I peered into the smelly can that my Dad used to collect the poop. What a yucky, slimy mess.  
Then in one motion with his right hand, he moved the chick into the appropriate box. His hand swept over the box of chicks like a magic wand, and with that motion—poof—the chicks got sorted. 

By applying just the right amount of pressure on the chick to expose its “vent” and not cause injury, and with keen observation, concentration and intuition, he achieved the minimum 97 per cent accuracy. 

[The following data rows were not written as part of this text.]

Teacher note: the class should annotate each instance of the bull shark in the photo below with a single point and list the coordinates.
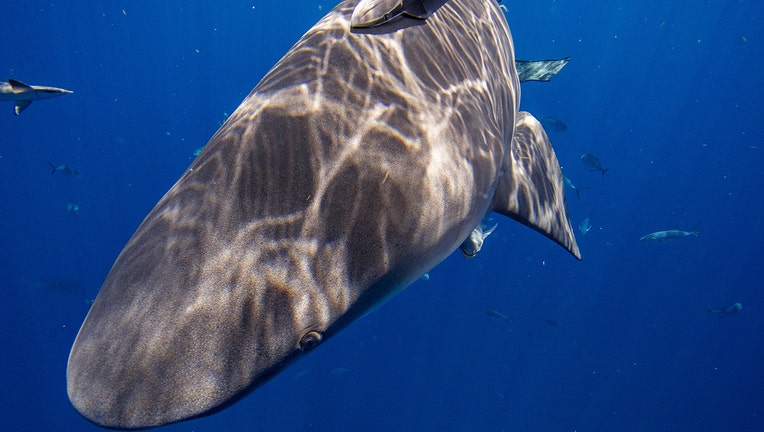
(360, 161)
(23, 94)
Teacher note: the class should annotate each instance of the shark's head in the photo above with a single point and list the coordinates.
(357, 164)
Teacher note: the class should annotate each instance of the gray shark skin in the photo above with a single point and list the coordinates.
(23, 94)
(358, 163)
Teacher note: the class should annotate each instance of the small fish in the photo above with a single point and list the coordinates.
(74, 209)
(593, 163)
(554, 124)
(669, 234)
(22, 94)
(572, 186)
(67, 170)
(586, 225)
(498, 316)
(474, 242)
(727, 310)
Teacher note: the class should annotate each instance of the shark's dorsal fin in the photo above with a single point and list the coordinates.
(18, 86)
(373, 13)
(21, 106)
(532, 190)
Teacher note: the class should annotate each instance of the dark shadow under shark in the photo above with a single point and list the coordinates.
(358, 163)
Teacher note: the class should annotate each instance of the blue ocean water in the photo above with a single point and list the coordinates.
(666, 94)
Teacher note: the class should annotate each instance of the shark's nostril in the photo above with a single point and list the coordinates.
(310, 340)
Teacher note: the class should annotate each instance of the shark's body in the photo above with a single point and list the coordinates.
(358, 163)
(23, 94)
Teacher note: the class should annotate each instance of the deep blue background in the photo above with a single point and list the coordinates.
(667, 95)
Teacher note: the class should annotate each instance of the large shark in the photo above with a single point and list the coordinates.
(22, 95)
(364, 158)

He sometimes travelled to rural hatcheries on isolated winter highways requiring overnight stays. It wasn’t unusual for him to sex hundreds of chicks in a single evening. 
Because of my Dad’s unique and valued profession, he was able to earn a decent income. During the War years it also allowed my parents to live independently, with the freedom to go about their daily lives without constant surveillance. In contrast many other Japanese Canadians were interned in camps or laboured on sugar beet farms under poor living conditions and meagre wages. 

Looking back on it now, it’s hard to believe that the government seized my Dad’s B.C. property and sold it without his consent in 1943. He  received $1,793.44 in auction for the house that he built and lived in for two years. It was far below its market value. 

As a child I was completely unaware of the ordeal my parents had been through and what they did to provide a secure and comfortable home. Through his hard work and my mother’s careful management of the household and their productive vegetable garden, they moved into a house constructed by my Dad in 1951. My parents proudly said they paid cash for all their purchases. They adopted the Prairies as their home and lived there for the rest of their life.